Je sais, ajouta-t-elle, que vous le voyez très souvent ; nous sommes alliés, et il m’a trompé dans ses visites ; peut-être s’est-il trompé lui-même. Il m’a, dit-il, aimée sans qu’il l’ait su, et je crois que ma faiblesse vient d’avoir su qu’il m’aimait ; depuis ce temps-là il me persécute, et je l’ai souffert ; mais montrez-lui sa lettre, dites-lui que je ne l’ai point lue ; dites-lui que je ne veux plus le voir, qu’il me laisse en repos par pitié pour moi, par pitié pour lui ; faites-lui peur de Dieu même, qui me défend encore contre lui, qui ne me défendrait pas longtemps, et sur qui il aurait le malheur de l’emporter, s’il continue de me poursuivre ; dites-lui qu’il doit trembler de l’état où je suis ; je ne réponds de rien, si je le revois ; je suis capable de le suivre, je suis capable d’abréger ma vie, je suis capable de tout ; je ne prévois que des horreurs, je n’imagine que des abîmes, et il est sûr que nous péririons tous deux.

Elle fondait en larmes en me tenant ce discours ; elle avait les yeux égarés ; son visage était à peine reconnaissable, il m’épouvanta. Nous gardâmes toutes deux un assez long silence ; je le rompis enfin, je pleurai avec elle.

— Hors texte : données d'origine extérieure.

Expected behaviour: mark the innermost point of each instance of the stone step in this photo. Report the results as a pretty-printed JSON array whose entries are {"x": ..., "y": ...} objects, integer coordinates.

Tranquillisez-vous, lui dis-je, vous êtes née avec une âme douce et vertueuse ; ne craignez rien, Dieu ne vous abandonnera pas ; vous lui appartenez, et il ne veut que vous instruire. Vous comparerez bientôt le bonheur qu’il y a d’être à lui au misérable plaisir que vous trouvez à aimer un homme faible, corrompu, tôt ou tard ingrat, pour le moins infidèle, et qui ne peut occuper votre cœur qu’en l’égarant, qui ne vous donne le sien que pour vous perdre ; vous le savez bien, vous me le dites vous-même, c’est d’après vous que je parle ; et tout ceci n’est qu’un trouble passager qui va se dissiper, qu’il fallait que vous connussiez pour être ensuite plus forte, plus éclairée et plus contente de votre état.